Risk Can Be a Good Thing

Project leaders take risks. If the risks are too conservative, the project may fail in the marketplace, if too high, a product might not make it to market. Developing and maintaining a balanced project risk portfolio is as important to your projects as it is to your personal investments.

Don’t Drive Risk to Zero

The highest risk in a project is the day you embrace the idea. At that time there is not enough information to accurately access the risk. Energy and optimism can carry the project through this phase, but risk management should start early to identify and control project risks.

Some talk about wanting to drive the risk to zero. That’s the wrong idea. For a product to be great, for it to beat competition, you need to take risks. The bad part of sitting on a market winner is that there will be resistance to taking the risks required to move that company into the future. The competition will take the needed risks since they have less to lose. If the current market-leading company doesn’t take the risks, eventually one of the underdogs will take the risks and win the market. The leader not taking the needed risks builds real risk for the business’s leadership position.

Link: Requirements Risks

Real versus Apparent Risk

Apparent risk is the risk seen and acknowledged by the project team.
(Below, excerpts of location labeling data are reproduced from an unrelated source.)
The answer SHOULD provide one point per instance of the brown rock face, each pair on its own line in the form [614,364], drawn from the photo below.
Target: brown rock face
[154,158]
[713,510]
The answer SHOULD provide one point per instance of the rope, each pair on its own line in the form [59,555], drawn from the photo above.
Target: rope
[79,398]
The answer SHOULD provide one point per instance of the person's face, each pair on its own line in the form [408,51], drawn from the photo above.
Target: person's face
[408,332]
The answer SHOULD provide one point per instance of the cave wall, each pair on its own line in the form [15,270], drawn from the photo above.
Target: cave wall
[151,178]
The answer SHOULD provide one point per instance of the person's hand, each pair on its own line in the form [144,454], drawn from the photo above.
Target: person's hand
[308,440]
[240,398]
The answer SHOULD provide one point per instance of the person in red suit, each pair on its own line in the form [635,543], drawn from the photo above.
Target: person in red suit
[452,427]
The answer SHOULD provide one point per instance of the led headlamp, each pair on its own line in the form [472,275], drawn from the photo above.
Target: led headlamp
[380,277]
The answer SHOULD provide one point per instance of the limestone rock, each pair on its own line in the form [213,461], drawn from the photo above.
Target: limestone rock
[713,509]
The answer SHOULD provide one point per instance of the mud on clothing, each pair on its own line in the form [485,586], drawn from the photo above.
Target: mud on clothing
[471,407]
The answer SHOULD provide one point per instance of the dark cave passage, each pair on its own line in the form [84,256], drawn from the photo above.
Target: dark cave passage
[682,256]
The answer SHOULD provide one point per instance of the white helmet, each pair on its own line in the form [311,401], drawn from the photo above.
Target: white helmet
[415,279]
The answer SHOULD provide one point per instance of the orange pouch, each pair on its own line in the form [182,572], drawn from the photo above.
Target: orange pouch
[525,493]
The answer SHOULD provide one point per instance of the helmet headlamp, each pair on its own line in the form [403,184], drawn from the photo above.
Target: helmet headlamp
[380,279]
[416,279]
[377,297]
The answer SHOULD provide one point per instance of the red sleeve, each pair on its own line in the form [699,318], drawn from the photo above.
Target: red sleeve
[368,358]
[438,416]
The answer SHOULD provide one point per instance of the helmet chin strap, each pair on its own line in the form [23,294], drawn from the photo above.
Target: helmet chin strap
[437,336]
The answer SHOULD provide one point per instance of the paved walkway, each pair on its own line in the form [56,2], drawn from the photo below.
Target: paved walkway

Apparent risk is what the team can act on. Real risk is the factual risk in the project, regardless of it being seen or acknowledged. The risk management process closes the gap between the real and apparent risks and manages the risks as a portfolio.

A project team that has low apparent risk and isn't aware of their high real risk is usually in that position because they haven't made enough effort to find the risks by spending time with stakeholders, talking to customers and studying competitors.

A project with a well managed risk portfolio has talked about risks with the stakeholders, decided that the risks are appropriate to the company and project (not to little, not too much), put a review process in place, and is committed to risk management as a worthwhile activity.

Link: Talking about risk

When The Riskiest Is The Safest

While it is risky to have a product line that is not successful, the biggest hidden risks often come from a successful product line. There are often risk-averse leaders in middle or upper management, especially in larger companies. Those leaders won’t take the risk of building follow-on to a successful product line and can put the business at risk as competitors always attack a successful product. Not actively pursuing the new winning product is often the riskiest thing a successful company can do. The team that just wants to make incremental improvements to the current success will drain the resources that are needed to fund the next big winner.

Since I live four miles from Foxboro stadium, I have to talk about the last minutes of the Super Bowl. The New England Patriots were backed up against the Rams goal line with under two minutes to go and the score tied. The announcer wanted the Pats to play it safe and wait for overtime, but the Pats pressed on for a spectacular win of the World Championship. What was the bigger risk, pressing the current offensive position or waiting to play in overtime? These are complicated decisions. Leaders and teams assess the risks, make the decisions, and press their advantage.